Some 123 people had contacted authorities during the drive, believing they might be infected. Of these, 56 tested positive for Ebola, 31 tested negative and 36 were still awaiting their results, he said.
Ebola has infected at least 5,357 people in West Africa this year, mainly in Sierra Leone, Guinea and Liberia, killing 2,630 of those, according to the World Health Organization. At least 562 have died in Sierra Leone.
The lockdown was intended to allow 30,000 health workers, volunteers and teachers to visit every household in the country.
Some criticized the measure before it began on Friday as a rush to stock up on provisions caused a spike in prices, leaving many of Sierra Leone's poor unable to buy food.
The medical charity Medecins Sans Frontieres has also warned that the lockdown could lead people to conceal cases.
Residents have largely complied with the plan, and the streets of the capital have remained mostly deserted, except for ambulances and police vehicles.
A team burying Ebola victims was attacked in Freetown on Saturday, however, as a small group defied the lockdown.
Meanwhile, Spain sent a military plane to Sierra Leone on Sunday to repatriate a Spanish Catholic priest who tested positive for the virus.

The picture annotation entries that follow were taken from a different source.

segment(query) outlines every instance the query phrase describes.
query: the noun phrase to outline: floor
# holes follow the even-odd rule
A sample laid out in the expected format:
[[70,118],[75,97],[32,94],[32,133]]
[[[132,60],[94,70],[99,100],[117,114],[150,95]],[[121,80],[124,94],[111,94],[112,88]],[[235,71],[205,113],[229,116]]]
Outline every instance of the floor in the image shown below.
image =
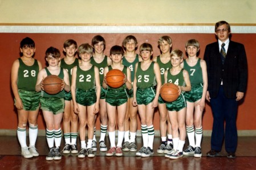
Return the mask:
[[[75,155],[63,155],[58,161],[46,160],[45,155],[48,150],[45,136],[38,138],[36,147],[40,156],[31,159],[25,159],[20,155],[17,136],[0,136],[0,169],[256,169],[254,147],[256,136],[239,138],[235,159],[227,158],[224,148],[220,156],[206,157],[205,154],[210,149],[210,137],[204,137],[201,158],[184,156],[171,160],[165,157],[164,154],[156,153],[160,138],[155,138],[155,154],[149,157],[137,157],[132,152],[124,152],[124,156],[121,157],[107,157],[105,156],[105,152],[97,151],[96,156],[94,158],[80,159]],[[137,138],[136,143],[138,147],[140,147],[141,137]],[[108,140],[106,144],[109,146]],[[62,141],[62,148],[63,145]],[[78,146],[79,147],[79,144]]]

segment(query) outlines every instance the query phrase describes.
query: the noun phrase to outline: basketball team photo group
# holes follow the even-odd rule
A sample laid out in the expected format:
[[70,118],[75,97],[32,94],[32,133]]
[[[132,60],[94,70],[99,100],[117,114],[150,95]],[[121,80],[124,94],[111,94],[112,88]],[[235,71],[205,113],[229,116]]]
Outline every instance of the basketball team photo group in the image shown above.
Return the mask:
[[[213,27],[216,41],[206,44],[200,55],[196,38],[177,49],[169,35],[158,37],[155,47],[150,41],[138,42],[132,34],[106,52],[104,35],[95,34],[80,44],[70,37],[59,42],[62,49],[48,42],[44,54],[35,55],[40,47],[25,34],[17,49],[20,57],[10,69],[22,156],[42,156],[36,147],[42,113],[47,161],[69,155],[78,159],[94,157],[99,152],[106,157],[129,152],[145,157],[157,153],[169,160],[212,157],[225,151],[225,157],[234,159],[247,61],[244,45],[231,39],[229,23],[221,20]],[[154,55],[157,51],[159,55]],[[37,59],[38,55],[44,55],[44,60]],[[213,123],[210,148],[204,152],[206,105]],[[161,140],[157,147],[156,109]]]

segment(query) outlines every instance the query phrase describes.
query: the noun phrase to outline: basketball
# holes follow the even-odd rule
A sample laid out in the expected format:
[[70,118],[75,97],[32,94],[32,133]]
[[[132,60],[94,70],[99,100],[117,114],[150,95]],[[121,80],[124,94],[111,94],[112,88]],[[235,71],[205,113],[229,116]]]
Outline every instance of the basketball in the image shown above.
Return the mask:
[[43,80],[43,89],[49,94],[55,94],[60,92],[62,80],[56,75],[50,75]]
[[164,84],[160,89],[162,99],[168,102],[176,101],[178,97],[178,88],[173,83]]
[[117,69],[110,70],[106,75],[108,85],[113,88],[121,87],[124,84],[124,74]]

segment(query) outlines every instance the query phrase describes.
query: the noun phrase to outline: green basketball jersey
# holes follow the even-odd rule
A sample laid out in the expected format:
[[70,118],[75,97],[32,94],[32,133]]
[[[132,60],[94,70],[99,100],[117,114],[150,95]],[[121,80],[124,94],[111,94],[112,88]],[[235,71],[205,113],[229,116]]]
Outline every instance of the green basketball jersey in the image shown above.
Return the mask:
[[88,90],[95,86],[94,65],[88,71],[82,70],[79,65],[76,70],[76,88]]
[[184,69],[182,69],[180,73],[176,75],[172,75],[170,73],[170,71],[168,71],[167,82],[172,82],[180,86],[185,86],[186,83],[185,82],[184,77],[183,77],[183,71]]
[[200,60],[201,59],[198,58],[197,64],[193,67],[189,66],[186,61],[184,60],[184,68],[189,72],[189,79],[192,84],[203,83]]
[[134,61],[132,63],[130,63],[127,61],[127,60],[125,59],[125,57],[124,56],[123,58],[123,64],[127,67],[129,67],[131,70],[131,78],[132,80],[132,82],[133,82],[134,80],[134,74],[135,71],[135,64],[137,63],[139,63],[139,55],[136,54],[136,56],[135,57],[135,59]]
[[170,61],[168,62],[167,63],[162,63],[160,60],[160,56],[158,56],[156,57],[156,63],[157,63],[159,65],[159,68],[160,68],[160,73],[161,73],[161,81],[162,82],[162,84],[164,84],[164,72],[166,71],[168,71],[172,68],[172,64],[170,63]]
[[[108,71],[110,71],[111,70],[113,69],[111,65],[108,65]],[[127,67],[124,66],[124,68],[123,69],[122,72],[124,73],[124,74],[125,74],[125,75],[127,75]],[[124,84],[123,86],[119,88],[112,88],[110,86],[108,86],[108,89],[127,89],[126,85]]]
[[138,63],[136,74],[137,87],[145,89],[156,85],[156,78],[154,72],[154,64],[152,61],[146,71],[143,71],[141,67],[141,62]]
[[[47,76],[51,75],[51,73],[49,72],[47,68],[45,68],[46,73],[47,73]],[[59,78],[61,79],[64,78],[64,72],[63,69],[60,68],[60,72],[59,72],[59,75],[58,75]],[[46,92],[42,90],[41,91],[41,96],[43,97],[55,97],[55,98],[64,98],[65,97],[65,93],[64,89],[59,92],[56,94],[49,94],[47,93]]]
[[91,58],[90,63],[91,64],[99,68],[100,85],[102,85],[102,82],[104,80],[104,68],[108,66],[108,57],[105,56],[103,61],[102,61],[100,63],[96,63],[95,60],[94,60],[94,57],[92,57]]
[[35,91],[35,85],[39,66],[35,59],[31,66],[26,65],[21,58],[19,58],[19,67],[18,71],[17,85],[19,89],[27,91]]
[[74,63],[71,64],[67,64],[67,63],[66,63],[64,59],[62,59],[60,61],[60,67],[66,69],[68,73],[68,78],[70,78],[70,84],[71,84],[72,81],[72,69],[73,68],[73,67],[78,65],[79,64],[79,60],[77,58],[75,59],[75,61],[74,61]]

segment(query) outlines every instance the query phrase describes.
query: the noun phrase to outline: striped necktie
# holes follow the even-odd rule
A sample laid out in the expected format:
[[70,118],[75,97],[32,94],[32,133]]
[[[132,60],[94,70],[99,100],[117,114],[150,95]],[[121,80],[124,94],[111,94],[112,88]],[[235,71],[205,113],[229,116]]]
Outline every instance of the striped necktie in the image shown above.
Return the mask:
[[224,58],[226,58],[226,51],[224,48],[225,43],[222,43],[221,44],[221,54]]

Spain's Health Ministry said that Manuel Garcia Viejo, a member of the Hospital Orderof San Juan de Dios, had been working in the western city of Lunsar.
He is the second Spanish priest to be diagnosed with Ebola. Another member of the same order, Miguel Pajares, died last month after being brought back to Spain fromLiberia.
Once in Madrid, Garcia Viejo will be taken to the Carlos III hospital, where Pajares was treated, the ministry said.